Research into the binding affinities of potential drugs by scientists at the University of Arkansas could help reduce the costs and time associated with developing new drugs.
Researchers at the University of Arkansas, USA, have combined computational physics and experimental data to develop a computer model that determines the ability of drug candidates to target and bind to proteins in cells.This work was recently published natural computational science.
If accurate, such estimators can be used to calculate binding affinities, saving experimental researchers from investigating millions of compounds. This work has the potential to significantly reduce the costs and time associated with developing new drugs.
“We have developed a theoretical framework for predicting ligand-protein binding,” said Associate Professor Mahmoud Moradi. “The proposed method assigns the effective energy to the ligand at every lattice point of the coordinate system. If the ligand is in a bonded state, the origin is at the most probable position of the ligand. “
A ligand is a substance (ion or molecule) such as a drug that binds to another molecule, such as a protein, to form a complex system that can cause or interfere with a biological function.
Moradi’s research focuses on computational simulations of diseases, including coronaviruses. We collaborated with Professor Suresh Thallapuranam on this project.
Moradi and Thallapuranam used biased simulations and nonparametric reweighting techniques to account for the bias to produce a computationally efficient and accurate binding estimator. We then used a mathematically robust technique called the oriented quaternion formalism to further account for the conformational changes upon ligand binding to the target protein.

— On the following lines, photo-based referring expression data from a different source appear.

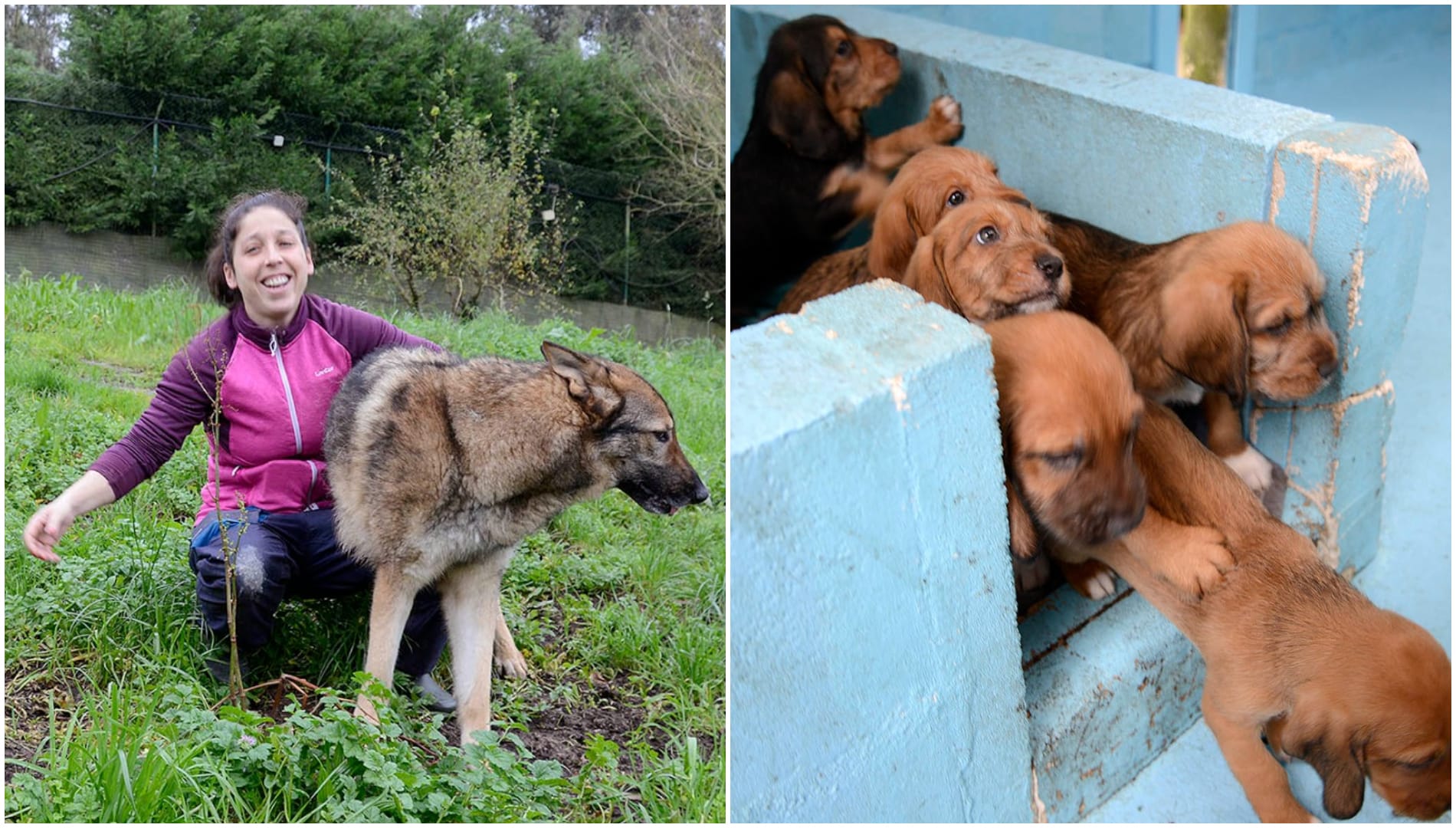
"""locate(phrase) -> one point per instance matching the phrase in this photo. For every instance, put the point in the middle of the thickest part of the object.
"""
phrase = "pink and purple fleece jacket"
(274, 397)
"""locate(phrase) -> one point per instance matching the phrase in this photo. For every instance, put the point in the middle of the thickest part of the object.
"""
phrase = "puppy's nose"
(1050, 266)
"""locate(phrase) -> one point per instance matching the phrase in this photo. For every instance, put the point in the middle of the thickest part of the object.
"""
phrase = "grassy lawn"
(111, 716)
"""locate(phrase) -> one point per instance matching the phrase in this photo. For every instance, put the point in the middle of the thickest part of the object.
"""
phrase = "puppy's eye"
(1063, 461)
(1279, 330)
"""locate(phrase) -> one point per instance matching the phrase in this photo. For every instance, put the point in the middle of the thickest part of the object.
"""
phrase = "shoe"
(218, 668)
(436, 695)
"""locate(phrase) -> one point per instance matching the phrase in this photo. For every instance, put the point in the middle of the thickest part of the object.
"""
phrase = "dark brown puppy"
(1208, 317)
(807, 171)
(1294, 650)
(931, 184)
(1067, 416)
(989, 258)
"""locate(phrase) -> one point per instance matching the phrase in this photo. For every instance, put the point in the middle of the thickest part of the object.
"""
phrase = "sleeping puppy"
(1294, 652)
(931, 184)
(1210, 317)
(1067, 417)
(989, 258)
(807, 171)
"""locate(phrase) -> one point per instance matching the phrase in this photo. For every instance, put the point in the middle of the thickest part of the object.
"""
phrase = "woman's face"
(271, 267)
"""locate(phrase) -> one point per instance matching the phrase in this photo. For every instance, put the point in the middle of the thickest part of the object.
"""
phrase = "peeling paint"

The researchers tested this approach by estimating the binding affinity between a specific signaling protein, human fibroblast growth factor 1, and a common drug, heparin hexasaccharide 5.
This project was devised because Moradi and Thallapuranam were studying the human fibroblast growth factor 1 protein and its variants in the absence and presence of heparin. They found strong qualitative agreement between simulation and experimental results.
“When it comes to binding affinities, we knew that the typical methods at our disposal would not work for such a difficult problem,” Moradi said. When we compared the experimental and calculated data, we were very happy when the two numbers were almost in perfect agreement.”